How — or perhaps the better question is why — is this happening again?

“I really wish I could answer that question,” says Anthony Belcher, an outreach supervisor at New Directions, which conducts monthly sweeps of Skid Row in Los Angeles, identifying homeless veterans and trying to help them get over addictions.

“It’s the same question I’ve been asking myself and everyone around me. I’m like, wait, wait, hold it, we did this before. I don’t know how our society can allow this to happen again.”

I suspect that poor Mr. Belcher can’t answer the question because it’s probably not happening again, just as it didn’t happen before.

And so the article goes. Broad, unsupported conclusions, breathless anguished questions, a complete absence of hard facts. This is not reporting. This doesn’t even rise to yellow journalism. This is so bad Ms. McClam couldn’t even make it as the writer of daytime soaps — the audience would expect more in the way of plot development and verisimilitude. This is the stuff of 1930s Hollywood spoofs about bad female journalists, trafficking in breathy innuendo, emotions and fantasy.

(The picture at the top, by the way, is of a Canadian homeless man.)

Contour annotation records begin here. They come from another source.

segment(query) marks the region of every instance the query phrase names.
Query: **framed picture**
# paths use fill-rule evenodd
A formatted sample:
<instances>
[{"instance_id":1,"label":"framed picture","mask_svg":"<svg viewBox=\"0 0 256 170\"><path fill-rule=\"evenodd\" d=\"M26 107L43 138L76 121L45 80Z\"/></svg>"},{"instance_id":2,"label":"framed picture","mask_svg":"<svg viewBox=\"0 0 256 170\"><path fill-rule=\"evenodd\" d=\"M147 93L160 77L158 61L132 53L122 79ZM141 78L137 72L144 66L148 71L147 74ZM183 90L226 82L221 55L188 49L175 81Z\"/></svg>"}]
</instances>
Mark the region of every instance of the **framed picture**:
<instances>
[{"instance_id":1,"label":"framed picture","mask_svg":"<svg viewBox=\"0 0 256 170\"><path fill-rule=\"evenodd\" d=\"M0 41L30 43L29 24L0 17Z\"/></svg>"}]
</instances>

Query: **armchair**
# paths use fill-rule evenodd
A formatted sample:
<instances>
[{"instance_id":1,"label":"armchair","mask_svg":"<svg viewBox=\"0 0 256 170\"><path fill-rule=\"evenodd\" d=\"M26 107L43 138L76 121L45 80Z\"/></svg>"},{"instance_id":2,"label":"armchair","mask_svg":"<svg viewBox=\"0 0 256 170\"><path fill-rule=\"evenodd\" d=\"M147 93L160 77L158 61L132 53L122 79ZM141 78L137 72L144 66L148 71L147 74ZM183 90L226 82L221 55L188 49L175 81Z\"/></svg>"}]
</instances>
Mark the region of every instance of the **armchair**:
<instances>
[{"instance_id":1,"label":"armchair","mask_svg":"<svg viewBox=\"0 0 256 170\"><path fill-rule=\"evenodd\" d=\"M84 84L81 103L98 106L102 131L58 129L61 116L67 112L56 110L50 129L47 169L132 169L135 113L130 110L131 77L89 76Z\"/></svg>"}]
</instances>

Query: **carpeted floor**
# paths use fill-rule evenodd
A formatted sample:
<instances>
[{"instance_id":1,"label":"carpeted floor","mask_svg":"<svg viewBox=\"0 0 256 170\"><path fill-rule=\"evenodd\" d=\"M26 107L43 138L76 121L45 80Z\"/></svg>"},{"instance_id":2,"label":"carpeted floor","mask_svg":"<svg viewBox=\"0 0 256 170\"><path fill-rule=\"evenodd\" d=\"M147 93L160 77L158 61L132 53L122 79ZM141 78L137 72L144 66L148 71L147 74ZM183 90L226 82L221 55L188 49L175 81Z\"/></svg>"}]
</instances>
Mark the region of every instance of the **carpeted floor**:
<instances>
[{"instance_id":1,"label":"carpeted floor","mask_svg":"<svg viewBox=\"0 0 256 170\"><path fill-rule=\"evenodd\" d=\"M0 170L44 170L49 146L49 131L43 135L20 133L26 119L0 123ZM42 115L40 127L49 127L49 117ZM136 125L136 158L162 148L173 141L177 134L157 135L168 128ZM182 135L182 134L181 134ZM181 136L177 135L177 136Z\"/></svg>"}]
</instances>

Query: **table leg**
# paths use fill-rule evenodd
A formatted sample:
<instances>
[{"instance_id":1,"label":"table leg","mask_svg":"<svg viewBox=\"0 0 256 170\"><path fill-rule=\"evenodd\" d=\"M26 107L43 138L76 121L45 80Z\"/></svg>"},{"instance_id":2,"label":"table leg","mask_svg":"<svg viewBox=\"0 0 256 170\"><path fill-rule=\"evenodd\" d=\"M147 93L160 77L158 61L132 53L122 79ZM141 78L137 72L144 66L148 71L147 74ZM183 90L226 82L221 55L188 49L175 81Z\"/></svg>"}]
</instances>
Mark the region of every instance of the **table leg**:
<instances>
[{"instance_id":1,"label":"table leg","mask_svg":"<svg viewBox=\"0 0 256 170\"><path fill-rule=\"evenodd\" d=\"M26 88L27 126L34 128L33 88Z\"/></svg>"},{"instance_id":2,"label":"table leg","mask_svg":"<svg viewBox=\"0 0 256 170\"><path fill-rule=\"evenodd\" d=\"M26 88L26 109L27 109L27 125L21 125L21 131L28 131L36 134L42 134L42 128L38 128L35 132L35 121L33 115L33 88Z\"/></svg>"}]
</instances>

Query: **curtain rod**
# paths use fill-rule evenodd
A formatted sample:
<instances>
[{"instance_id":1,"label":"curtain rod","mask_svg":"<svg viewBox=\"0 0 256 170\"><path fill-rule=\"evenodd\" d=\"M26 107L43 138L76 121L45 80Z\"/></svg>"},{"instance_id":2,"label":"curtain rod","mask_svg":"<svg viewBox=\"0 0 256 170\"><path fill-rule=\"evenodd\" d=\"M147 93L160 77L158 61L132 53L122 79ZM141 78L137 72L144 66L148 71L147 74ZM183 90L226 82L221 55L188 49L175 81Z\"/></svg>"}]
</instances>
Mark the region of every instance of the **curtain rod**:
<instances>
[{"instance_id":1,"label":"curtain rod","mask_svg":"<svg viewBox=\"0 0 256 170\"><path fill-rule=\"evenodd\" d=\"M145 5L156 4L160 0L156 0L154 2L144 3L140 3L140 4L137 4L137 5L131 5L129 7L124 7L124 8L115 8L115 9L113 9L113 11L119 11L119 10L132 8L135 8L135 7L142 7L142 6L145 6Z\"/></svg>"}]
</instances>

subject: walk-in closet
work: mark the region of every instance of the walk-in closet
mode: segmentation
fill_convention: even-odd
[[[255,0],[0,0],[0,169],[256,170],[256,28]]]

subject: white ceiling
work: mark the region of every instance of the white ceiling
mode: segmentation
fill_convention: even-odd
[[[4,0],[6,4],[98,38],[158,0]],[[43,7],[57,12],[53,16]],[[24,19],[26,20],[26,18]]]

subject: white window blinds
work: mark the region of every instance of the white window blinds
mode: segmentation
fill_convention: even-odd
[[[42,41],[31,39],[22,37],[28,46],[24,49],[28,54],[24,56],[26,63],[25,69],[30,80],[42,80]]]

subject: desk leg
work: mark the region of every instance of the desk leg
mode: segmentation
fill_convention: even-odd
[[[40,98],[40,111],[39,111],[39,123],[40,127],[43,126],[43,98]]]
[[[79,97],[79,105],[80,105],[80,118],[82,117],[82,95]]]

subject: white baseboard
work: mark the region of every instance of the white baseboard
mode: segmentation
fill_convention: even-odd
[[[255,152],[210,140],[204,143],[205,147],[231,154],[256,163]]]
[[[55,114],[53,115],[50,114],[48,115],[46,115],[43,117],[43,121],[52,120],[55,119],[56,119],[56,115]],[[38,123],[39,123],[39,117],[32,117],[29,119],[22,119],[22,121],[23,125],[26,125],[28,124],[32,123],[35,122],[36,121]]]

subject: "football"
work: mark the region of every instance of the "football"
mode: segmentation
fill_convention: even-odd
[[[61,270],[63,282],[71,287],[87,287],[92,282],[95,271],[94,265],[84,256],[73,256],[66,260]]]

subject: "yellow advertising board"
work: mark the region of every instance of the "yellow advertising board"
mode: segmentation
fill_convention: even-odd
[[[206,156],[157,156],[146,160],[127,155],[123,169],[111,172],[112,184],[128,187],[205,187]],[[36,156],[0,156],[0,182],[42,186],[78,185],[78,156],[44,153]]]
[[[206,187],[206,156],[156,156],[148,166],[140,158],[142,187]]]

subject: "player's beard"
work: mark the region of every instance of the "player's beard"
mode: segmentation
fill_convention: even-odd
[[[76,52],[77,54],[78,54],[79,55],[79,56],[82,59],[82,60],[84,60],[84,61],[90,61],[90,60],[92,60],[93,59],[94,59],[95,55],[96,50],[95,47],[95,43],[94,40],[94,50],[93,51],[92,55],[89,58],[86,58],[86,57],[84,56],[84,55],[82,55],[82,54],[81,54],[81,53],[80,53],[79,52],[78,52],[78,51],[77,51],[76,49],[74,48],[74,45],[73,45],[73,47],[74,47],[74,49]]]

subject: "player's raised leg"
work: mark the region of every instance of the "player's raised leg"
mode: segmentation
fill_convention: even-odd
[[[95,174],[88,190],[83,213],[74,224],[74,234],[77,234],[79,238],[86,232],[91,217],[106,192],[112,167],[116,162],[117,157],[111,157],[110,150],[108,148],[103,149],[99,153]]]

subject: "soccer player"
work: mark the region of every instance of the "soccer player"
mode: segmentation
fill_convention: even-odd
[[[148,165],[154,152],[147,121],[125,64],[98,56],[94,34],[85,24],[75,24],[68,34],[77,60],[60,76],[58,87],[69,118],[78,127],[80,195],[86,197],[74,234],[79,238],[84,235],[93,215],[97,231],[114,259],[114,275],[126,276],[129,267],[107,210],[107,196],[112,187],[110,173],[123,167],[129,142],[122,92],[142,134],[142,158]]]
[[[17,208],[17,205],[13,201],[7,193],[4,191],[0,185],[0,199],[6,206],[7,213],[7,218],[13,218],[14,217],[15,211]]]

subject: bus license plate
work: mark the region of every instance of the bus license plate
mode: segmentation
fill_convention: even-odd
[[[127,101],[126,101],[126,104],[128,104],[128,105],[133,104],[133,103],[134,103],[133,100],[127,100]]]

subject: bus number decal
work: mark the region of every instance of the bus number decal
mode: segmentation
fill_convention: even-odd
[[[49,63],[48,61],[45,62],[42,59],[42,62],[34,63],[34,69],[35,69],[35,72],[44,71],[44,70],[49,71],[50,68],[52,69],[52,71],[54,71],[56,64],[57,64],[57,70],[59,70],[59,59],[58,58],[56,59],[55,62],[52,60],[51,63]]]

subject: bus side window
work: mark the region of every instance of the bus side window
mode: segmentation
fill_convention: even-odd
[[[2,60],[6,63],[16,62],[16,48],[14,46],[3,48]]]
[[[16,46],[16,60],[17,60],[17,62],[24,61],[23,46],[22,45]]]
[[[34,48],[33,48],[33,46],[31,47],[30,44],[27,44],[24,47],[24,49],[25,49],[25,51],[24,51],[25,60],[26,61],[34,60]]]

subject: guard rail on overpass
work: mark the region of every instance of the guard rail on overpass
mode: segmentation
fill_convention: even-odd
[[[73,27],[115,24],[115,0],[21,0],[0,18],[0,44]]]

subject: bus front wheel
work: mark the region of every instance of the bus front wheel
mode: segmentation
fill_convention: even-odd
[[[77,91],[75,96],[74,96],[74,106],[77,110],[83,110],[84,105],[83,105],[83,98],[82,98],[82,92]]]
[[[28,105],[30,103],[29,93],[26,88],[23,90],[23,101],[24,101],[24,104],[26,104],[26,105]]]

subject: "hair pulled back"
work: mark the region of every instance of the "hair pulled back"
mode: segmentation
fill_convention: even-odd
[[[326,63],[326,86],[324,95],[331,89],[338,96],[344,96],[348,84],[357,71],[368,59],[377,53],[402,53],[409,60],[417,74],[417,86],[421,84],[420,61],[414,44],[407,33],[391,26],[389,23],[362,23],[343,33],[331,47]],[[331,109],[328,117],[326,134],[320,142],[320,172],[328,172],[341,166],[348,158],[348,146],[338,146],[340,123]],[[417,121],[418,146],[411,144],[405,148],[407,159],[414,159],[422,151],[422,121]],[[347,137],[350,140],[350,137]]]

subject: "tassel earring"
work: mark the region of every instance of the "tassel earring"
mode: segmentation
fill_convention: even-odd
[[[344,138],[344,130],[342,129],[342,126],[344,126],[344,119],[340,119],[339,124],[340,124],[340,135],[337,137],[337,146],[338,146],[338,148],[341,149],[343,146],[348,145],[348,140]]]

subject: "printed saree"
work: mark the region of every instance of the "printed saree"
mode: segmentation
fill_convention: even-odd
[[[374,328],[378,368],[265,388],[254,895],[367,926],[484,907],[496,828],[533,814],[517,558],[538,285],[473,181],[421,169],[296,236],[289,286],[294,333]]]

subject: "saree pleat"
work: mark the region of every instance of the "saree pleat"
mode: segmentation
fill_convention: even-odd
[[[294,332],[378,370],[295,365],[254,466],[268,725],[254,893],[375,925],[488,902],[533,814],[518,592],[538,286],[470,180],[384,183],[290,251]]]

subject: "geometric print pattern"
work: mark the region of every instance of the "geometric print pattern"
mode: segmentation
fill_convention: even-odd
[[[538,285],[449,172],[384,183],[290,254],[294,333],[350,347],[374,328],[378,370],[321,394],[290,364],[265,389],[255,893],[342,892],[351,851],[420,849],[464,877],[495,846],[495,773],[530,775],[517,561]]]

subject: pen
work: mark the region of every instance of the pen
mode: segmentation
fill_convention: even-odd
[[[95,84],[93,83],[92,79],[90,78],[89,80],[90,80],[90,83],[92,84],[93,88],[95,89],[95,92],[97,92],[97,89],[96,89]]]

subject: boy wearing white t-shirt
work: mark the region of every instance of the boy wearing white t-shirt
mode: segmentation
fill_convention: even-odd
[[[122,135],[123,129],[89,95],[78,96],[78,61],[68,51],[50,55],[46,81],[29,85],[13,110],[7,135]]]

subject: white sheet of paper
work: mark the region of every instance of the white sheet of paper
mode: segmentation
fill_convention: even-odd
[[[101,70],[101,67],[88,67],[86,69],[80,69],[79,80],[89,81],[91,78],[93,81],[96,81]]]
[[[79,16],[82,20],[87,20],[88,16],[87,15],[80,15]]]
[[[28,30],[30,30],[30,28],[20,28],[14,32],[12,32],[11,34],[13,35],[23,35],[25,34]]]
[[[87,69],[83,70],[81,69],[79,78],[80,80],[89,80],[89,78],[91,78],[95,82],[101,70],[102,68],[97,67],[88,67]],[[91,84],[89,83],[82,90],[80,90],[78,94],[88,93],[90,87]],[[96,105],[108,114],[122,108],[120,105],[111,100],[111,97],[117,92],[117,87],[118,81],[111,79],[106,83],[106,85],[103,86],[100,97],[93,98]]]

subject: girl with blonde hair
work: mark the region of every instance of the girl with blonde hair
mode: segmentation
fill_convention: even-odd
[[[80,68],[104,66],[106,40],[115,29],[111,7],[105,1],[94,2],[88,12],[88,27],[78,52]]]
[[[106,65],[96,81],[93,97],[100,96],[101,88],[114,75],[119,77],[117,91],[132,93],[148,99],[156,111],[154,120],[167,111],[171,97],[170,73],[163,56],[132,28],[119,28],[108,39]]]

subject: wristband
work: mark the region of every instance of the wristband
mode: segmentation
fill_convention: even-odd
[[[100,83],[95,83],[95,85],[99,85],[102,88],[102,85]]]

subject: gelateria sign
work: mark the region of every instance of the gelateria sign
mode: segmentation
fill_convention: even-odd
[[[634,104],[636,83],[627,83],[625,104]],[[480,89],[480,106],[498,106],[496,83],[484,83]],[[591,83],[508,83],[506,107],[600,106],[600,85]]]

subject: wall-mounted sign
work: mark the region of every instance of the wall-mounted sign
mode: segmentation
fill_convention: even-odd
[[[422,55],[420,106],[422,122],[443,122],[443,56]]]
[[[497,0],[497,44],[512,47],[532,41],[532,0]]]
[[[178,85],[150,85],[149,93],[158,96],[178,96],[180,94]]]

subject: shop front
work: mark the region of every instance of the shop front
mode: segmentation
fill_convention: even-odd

UPDATECurt, at Flopping Aces, is doing the math:

If my math is right (and there no guarantee it is, jarhead remember) those numbers work out to be .004% of the veteran homeless were from the Iraq/Afghanistan war.

So .004% is worthy of a 1,947 word article from the AP? This article from the NYT’s in November puts the number of Iraq/Afghanistan homeless veterans at 400. In two months it went up 1,100. That’s some jump.

And how about that 336,000 number. HUD reports that in 2006 the number of homeless in the United States was

The number of chronically homeless people dropped from 175,900 in 2005 to 155,600 in 2006, according to data collected from about 3,900 cities and counties.

Anyone see a problem there? This article from HUD puts it at 744,000. Pretty big discrepancy there. It even says 41% of that number are whole families which means only 416,000 are singles. I’m thinking that most of these veteran homeless are not taking their whole family with them so the majority of single homeless are veterans?

Any other math work from readers will be much appreciated.